The importance of filling an FBAR cannot be understated, especially because of the FATCA or the Foreign Account Tax Compliance Act that was introduced back in 2014. According to the FATCO, certain information is required to be collected by foreign financial institutions. The information that is required to be collected, pertaining to the assets of US persons in a country will then be relayed either directly or indirectly by the local government authority to the IRS. Under the FATCA rules, it has become easier for the IRS to cross-reference any information that has been provided by an individual’s tax returns (Form 1040) and the foreign financial institutions to ensure whether or not a person has shared the correct information on their tax form and FBAR form.

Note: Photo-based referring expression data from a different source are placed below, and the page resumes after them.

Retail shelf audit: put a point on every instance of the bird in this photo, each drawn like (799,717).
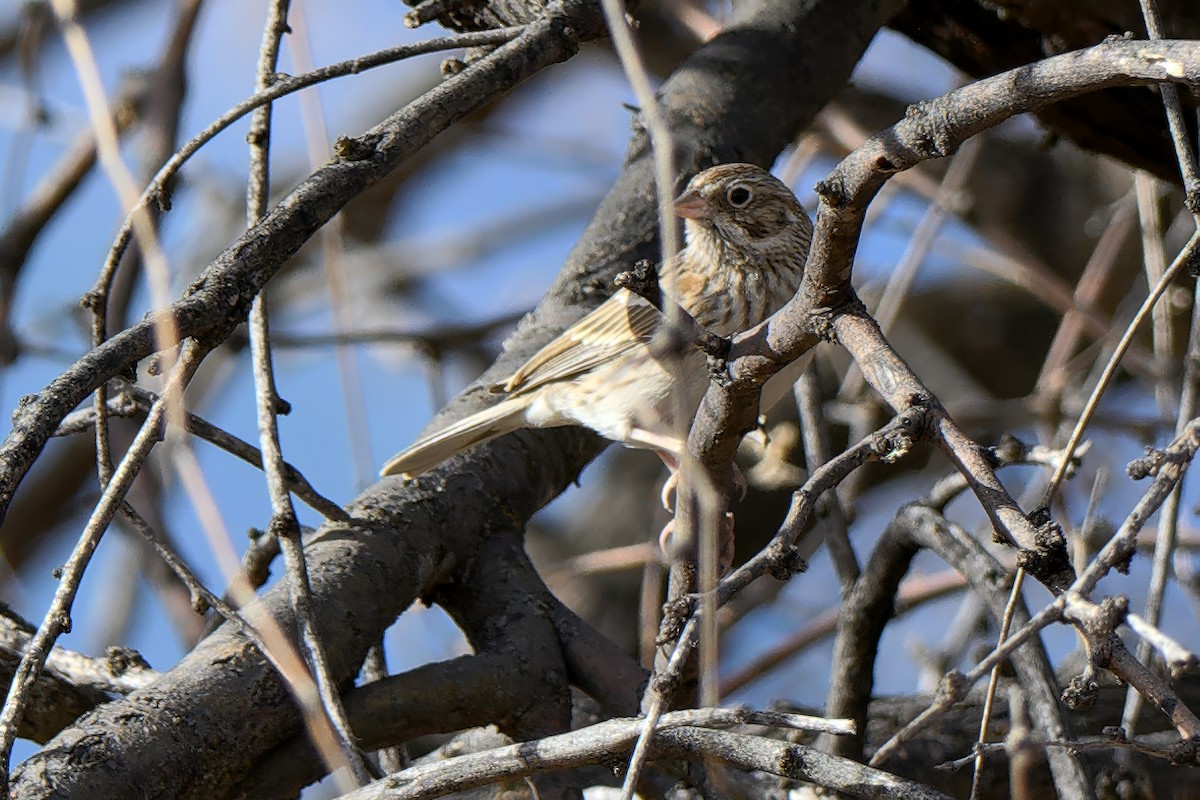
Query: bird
(745,242)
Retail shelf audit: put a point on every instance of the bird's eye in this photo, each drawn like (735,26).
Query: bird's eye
(739,196)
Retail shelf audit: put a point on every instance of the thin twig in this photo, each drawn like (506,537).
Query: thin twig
(285,525)
(58,617)
(1182,262)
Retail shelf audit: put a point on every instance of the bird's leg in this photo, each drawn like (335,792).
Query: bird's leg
(667,447)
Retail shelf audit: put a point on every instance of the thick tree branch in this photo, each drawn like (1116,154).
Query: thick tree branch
(735,100)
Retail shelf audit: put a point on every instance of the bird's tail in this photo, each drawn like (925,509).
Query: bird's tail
(429,452)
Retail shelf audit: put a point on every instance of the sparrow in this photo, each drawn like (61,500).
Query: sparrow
(747,240)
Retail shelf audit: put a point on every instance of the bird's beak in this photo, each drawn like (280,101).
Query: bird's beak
(691,205)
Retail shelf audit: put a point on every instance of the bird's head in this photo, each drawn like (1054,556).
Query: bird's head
(743,205)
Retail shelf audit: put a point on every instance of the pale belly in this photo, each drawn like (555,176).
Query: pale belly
(635,392)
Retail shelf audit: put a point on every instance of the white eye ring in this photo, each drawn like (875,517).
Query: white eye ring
(739,196)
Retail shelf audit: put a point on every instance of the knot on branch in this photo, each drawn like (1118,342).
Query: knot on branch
(930,134)
(474,14)
(1186,751)
(1103,623)
(786,561)
(1009,450)
(1081,692)
(120,660)
(1047,560)
(348,149)
(952,689)
(1152,462)
(675,614)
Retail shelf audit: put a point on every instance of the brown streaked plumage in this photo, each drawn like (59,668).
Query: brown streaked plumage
(747,240)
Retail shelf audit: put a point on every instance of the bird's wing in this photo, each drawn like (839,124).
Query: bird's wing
(621,323)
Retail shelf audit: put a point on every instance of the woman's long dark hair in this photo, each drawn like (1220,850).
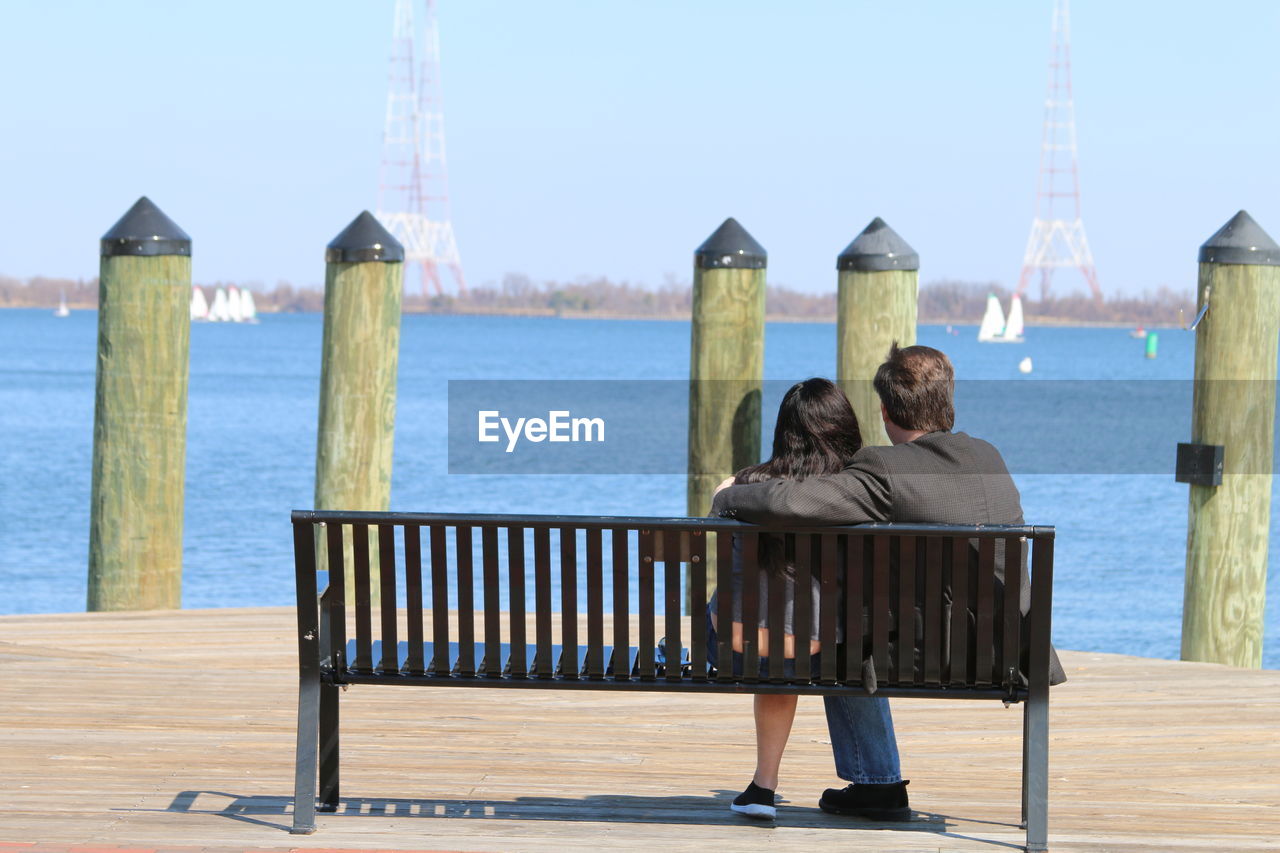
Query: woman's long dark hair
(817,433)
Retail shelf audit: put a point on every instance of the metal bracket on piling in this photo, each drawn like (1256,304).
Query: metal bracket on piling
(1200,464)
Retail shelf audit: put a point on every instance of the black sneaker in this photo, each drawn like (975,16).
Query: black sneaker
(755,802)
(873,802)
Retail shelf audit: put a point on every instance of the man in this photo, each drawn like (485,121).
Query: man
(928,474)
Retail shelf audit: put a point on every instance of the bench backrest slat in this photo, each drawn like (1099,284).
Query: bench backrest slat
(752,571)
(672,600)
(568,666)
(466,600)
(412,538)
(904,665)
(338,596)
(493,661)
(595,603)
(621,605)
(933,551)
(803,606)
(919,606)
(364,598)
(880,605)
(828,606)
(645,661)
(698,603)
(1015,559)
(725,606)
(387,596)
(516,598)
(439,551)
(984,606)
(959,610)
(543,602)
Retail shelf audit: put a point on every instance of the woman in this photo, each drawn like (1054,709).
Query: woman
(816,433)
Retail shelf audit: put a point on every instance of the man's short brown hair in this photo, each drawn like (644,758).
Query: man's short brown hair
(917,386)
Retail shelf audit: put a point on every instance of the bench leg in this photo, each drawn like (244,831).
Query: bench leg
(305,770)
(1025,762)
(328,748)
(1036,771)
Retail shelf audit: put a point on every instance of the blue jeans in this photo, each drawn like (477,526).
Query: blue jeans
(860,726)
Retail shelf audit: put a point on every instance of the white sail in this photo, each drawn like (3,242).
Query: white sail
(233,306)
(199,305)
(218,311)
(248,310)
(992,322)
(1014,327)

The first information reports were sent to the IRS back in 2015, and the reporting system has only gotten stronger. What this means is if the IRS learns of non-compliance of a tax payer from a financial institution, the taxpayer will get disqualified from entering an IRS Voluntary Disclosure initiative. For those who are staring at potential criminal tax exposure, this can mean either serious prison time or staying out of jail. The IRS may assess an inflation-adjusted civil penalty which does not exceed $12,459 per violation, for non-willful violations that are not due to reasonable cause.

Ending Note

For those who need a gentle nudge, any person who is required to file an FBAR and fails to do so will be subject to a civil that can otherwise avoided altogether if a person files an FBAR. On the other hand, if there is a reasonable cause for the failure, but account is properly reported there will be no penalty. But, any individual who willfully fails to report an account while filing an FBAR will be subject to a civil monetary penalty equal to the greater of $100,000, or 50% of the balance in the account at the time of the violation. According to FinCEN’s website, more than 1 million FBAR filings were filed in 2015 alone. Contrary to what is believed by many, the FBAR is only an informational document, which means, no additional tax will be added, but US tax payers may find themselves having to pay penalties if they choose not to file an FBAR.